Personal information
- National team: Democratic Republic of the Congo
- Born: 3 December 1989 (age 35) Goma,Democratic Republic of the Congo

Sport
- Sport: Shot put
- Disability: Partial right led amputation

= Rosette Luyina Kiese =

Congolese athlete (born 1989)

Rosette Luyina Kiese (born 3 December 1989) is a Congolese athlete who competes in the shot put. After having a partial amputation of her right leg due to a landmine explosion, Luyina took up sport and competed at the 2016 Summer Paralympics in Rio de Janeiro, Brazil.

==Career==
Rosette Luyina Kiese had a partial amputation of her right leg in 2010 after stepping on a landmine in the Rutshuru Territory of the Democratic Republic of Congo. She underwent rehabilitation in the care of the International Committee of the Red Cross (ICRC), who also gave her a prosthesis. Luyina was introduced to sport, which she credited for helping her get on with her life.

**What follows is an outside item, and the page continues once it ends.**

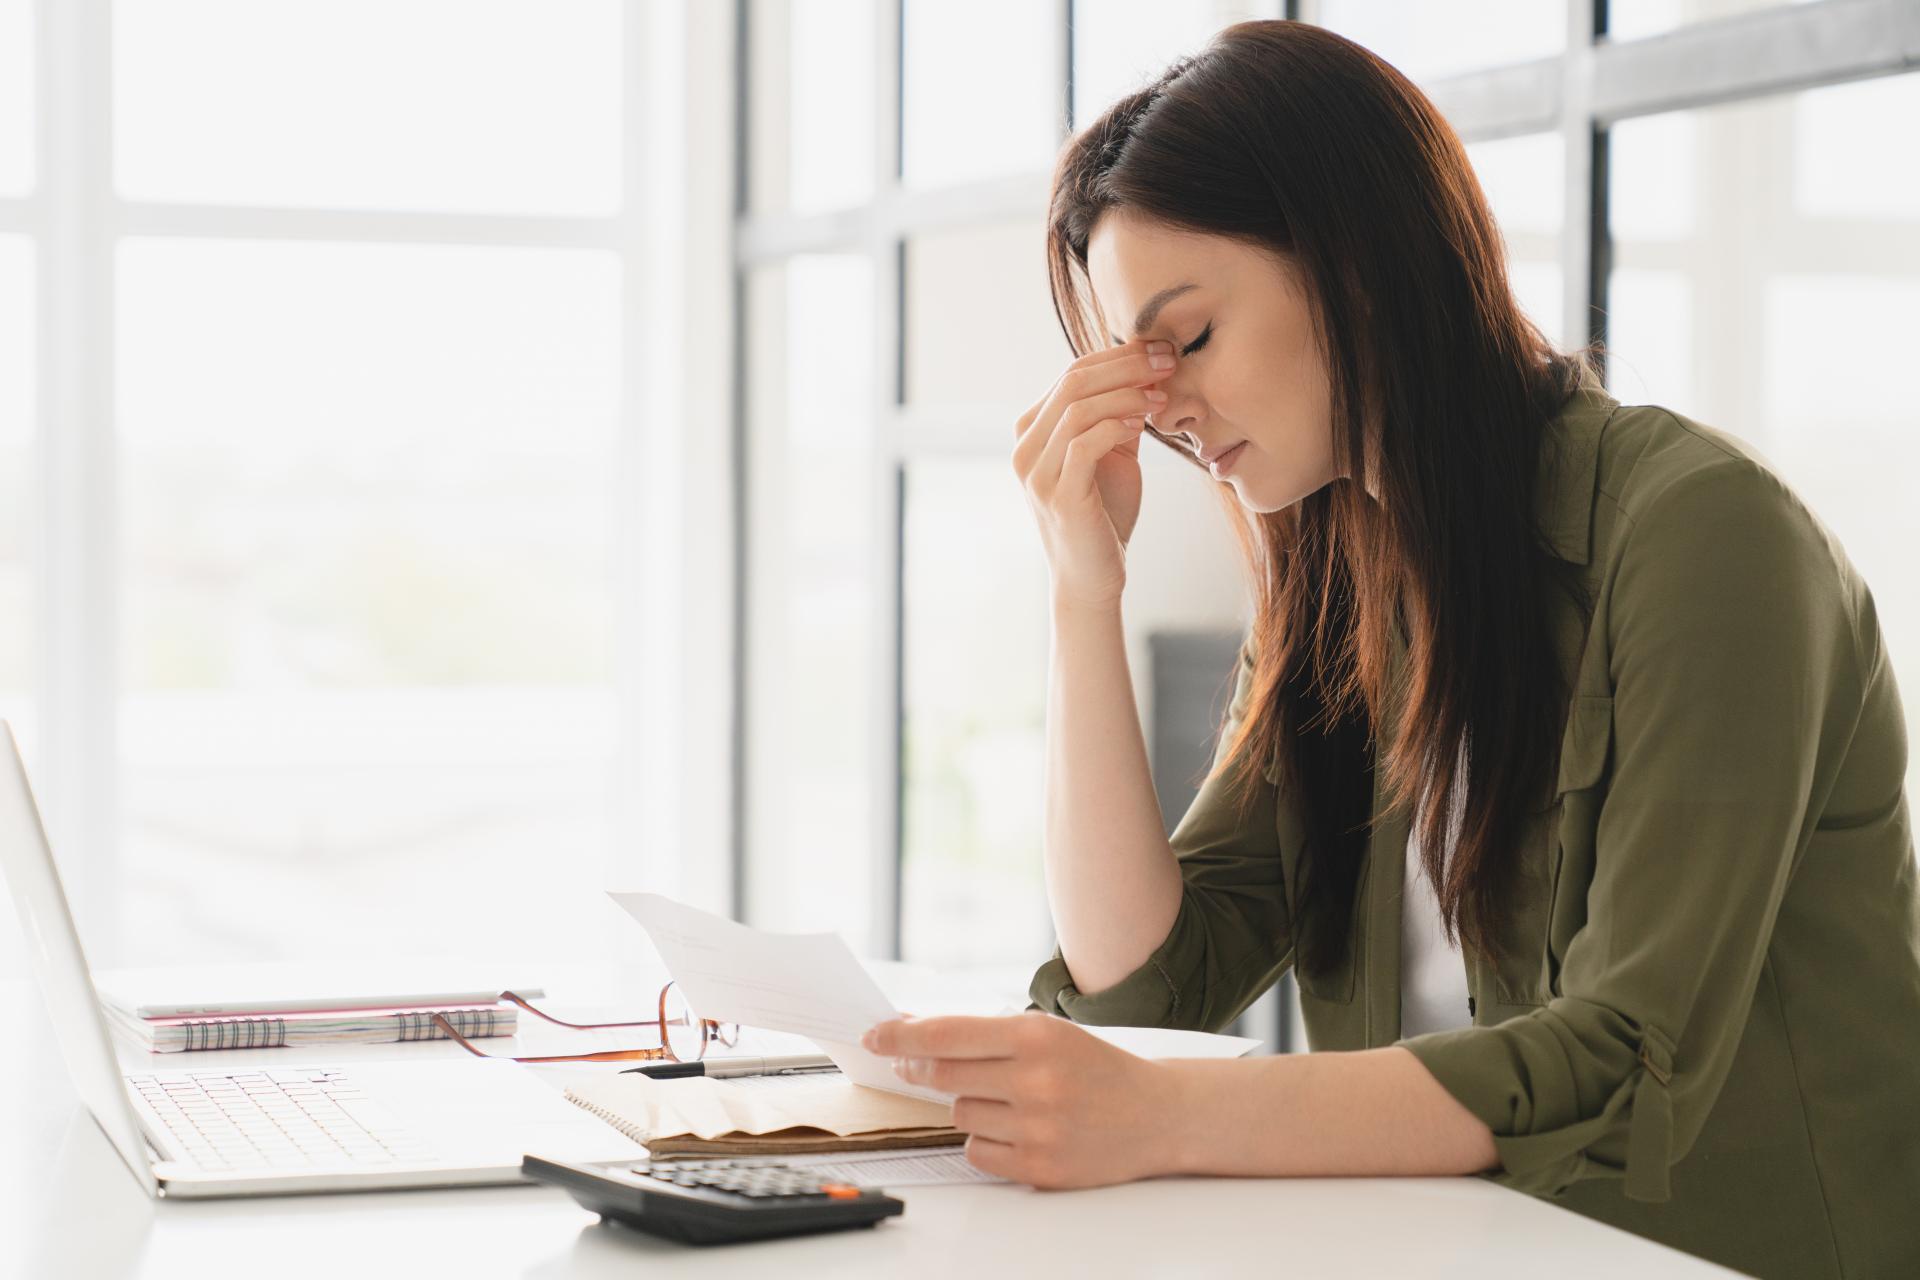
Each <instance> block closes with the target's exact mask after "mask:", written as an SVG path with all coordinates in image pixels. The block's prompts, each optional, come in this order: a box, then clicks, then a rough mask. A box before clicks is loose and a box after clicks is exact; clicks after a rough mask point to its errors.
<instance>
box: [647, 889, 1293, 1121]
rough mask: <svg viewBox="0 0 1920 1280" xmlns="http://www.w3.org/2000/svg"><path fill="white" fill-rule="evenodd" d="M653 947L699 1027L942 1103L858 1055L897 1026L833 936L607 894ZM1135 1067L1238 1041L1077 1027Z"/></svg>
mask: <svg viewBox="0 0 1920 1280" xmlns="http://www.w3.org/2000/svg"><path fill="white" fill-rule="evenodd" d="M609 896H611V898H612V900H614V902H618V904H620V908H622V910H626V912H628V913H630V915H632V917H634V919H637V921H639V925H641V927H643V929H645V931H647V936H649V938H653V946H655V948H657V950H659V952H660V960H662V961H666V971H668V973H672V975H674V981H676V983H678V984H680V988H682V990H684V992H685V996H687V1002H689V1004H691V1006H693V1009H695V1011H697V1013H699V1015H701V1017H714V1019H720V1021H726V1023H741V1025H743V1027H760V1029H766V1031H781V1032H791V1034H799V1036H806V1038H808V1040H812V1042H814V1044H818V1046H820V1052H822V1054H826V1055H828V1057H831V1059H833V1061H835V1065H839V1069H841V1071H845V1073H847V1079H849V1080H852V1082H854V1084H866V1086H872V1088H885V1090H891V1092H895V1094H910V1096H914V1098H931V1100H935V1102H952V1098H954V1096H952V1094H945V1092H941V1090H935V1088H927V1086H924V1084H910V1082H908V1080H902V1079H900V1077H897V1075H895V1073H893V1061H891V1059H887V1057H879V1055H876V1054H868V1052H866V1050H864V1048H860V1036H862V1034H866V1029H868V1027H872V1025H874V1023H885V1021H889V1019H895V1017H900V1011H899V1009H895V1007H893V1002H891V1000H887V996H885V992H881V990H879V984H877V983H876V981H874V977H872V975H870V973H868V971H866V969H864V967H862V965H860V960H858V958H856V956H854V954H852V950H851V948H849V946H847V942H845V940H843V938H841V936H839V935H837V933H768V931H764V929H755V927H751V925H741V923H739V921H732V919H726V917H724V915H714V913H710V912H701V910H699V908H691V906H685V904H682V902H674V900H672V898H662V896H660V894H649V892H614V890H609ZM1083 1031H1089V1032H1092V1034H1096V1036H1100V1038H1102V1040H1108V1042H1110V1044H1117V1046H1119V1048H1123V1050H1127V1052H1129V1054H1139V1055H1140V1057H1238V1055H1242V1054H1246V1052H1248V1050H1250V1048H1254V1046H1256V1044H1260V1042H1258V1040H1250V1038H1246V1036H1215V1034H1208V1032H1204V1031H1167V1029H1162V1027H1083Z"/></svg>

Luyina was named to the Democratic Republic the Congo team for the 2016 Summer Paralympics in Rio de Janeiro, Brazil. The ICRC also aided with a grant to help the athletes attend the competition. Coached by Claude Weshanga, Luyina trained prior to the Paralympics at the Stade des Martyrs in Kinshasa. She was named as the flag bearer for her nation in the Parade of Nations during the 2016 Summer Paralympics opening ceremony. She competed in the women's shot put in the F57 class. Luyina finished in 10th position out of the 12 athletes, registering a distance of 4.97 m.